Reputation: 715
I'm having a hard time to serve a tensorflow model, that I've trained from a pretrained model with tensorflow's object detection API.
I've trained a model (Resnet101) with the model_main.py
script and performance seems to be ready for production use. Thus, I've created a docker container which runs tensorflow-serve. I've managed to serve the model which was created at the end of the the training process. I guess that feature is quiet new, but it seems, that the model_main.py
script creates a servable
at the end of training. (I found a new folder called "export" in my "train_dir" which contains a saved_model.pb
and the variables variables.data-00000-of-00001
and variables.index
). However, I've managed to serve this model and the output form the tensorflow_model_server
looks like this:
2018-08-29 07:47:50.268810: I tensorflow_serving/core/loader_harness.cc:86] Successfully loaded servable version {name: my_model version: 123}
2018-08-29 07:47:50.271480: I tensorflow_serving/model_servers/main.cc:327] Running ModelServer at 0.0.0.0:8500 ...
So serving seems to work.
The Porblem is, that I'm struggeling to connect to the server with a python client. I've modified the client file that comes with the tensorflow serve inception example and looks like this:
from __future__ import print_function
# This is a placeholder for a Google-internal import.
import grpc
import tensorflow as tf
from tensorflow_serving.apis import predict_pb2
from tensorflow_serving.apis import prediction_service_pb2_grpc
tf.app.flags.DEFINE_string('server', 'localhost:9000',
'PredictionService host:port')
tf.app.flags.DEFINE_string('image', '', 'path to image in JPEG format')

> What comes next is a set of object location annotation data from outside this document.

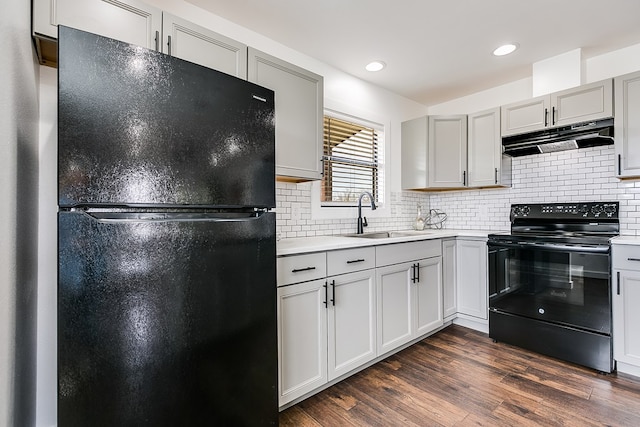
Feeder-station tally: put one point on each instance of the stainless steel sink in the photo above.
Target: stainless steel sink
(387, 234)
(371, 235)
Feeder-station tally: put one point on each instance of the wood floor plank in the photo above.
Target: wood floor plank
(460, 377)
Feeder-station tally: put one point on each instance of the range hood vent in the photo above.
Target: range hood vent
(587, 134)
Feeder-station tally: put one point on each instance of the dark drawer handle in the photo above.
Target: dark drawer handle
(298, 270)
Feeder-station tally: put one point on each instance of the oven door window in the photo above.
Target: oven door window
(571, 288)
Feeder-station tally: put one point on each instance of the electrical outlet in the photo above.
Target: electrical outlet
(295, 211)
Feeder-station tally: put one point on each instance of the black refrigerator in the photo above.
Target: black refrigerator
(166, 241)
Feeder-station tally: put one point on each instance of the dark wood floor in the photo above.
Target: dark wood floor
(460, 377)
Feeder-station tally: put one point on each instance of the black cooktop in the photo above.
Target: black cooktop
(584, 223)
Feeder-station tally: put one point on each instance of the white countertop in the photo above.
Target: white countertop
(301, 245)
(626, 240)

FLAGS = tf.app.flags.FLAGS
def main(_):
channel = grpc.insecure_channel(FLAGS.server)
stub = prediction_service_pb2_grpc.PredictionServiceStub(channel)
# Send request
with open(FLAGS.image, 'rb') as f:
# See prediction_service.proto for gRPC request/response details.
data = f.read()
request = predict_pb2.PredictRequest()
request.model_spec.name = 'my_model'
request.model_spec.signature_name = 'serving_default'
request.inputs['serialized_example'].CopyFrom(
tf.contrib.util.make_tensor_proto(data, shape=[1]))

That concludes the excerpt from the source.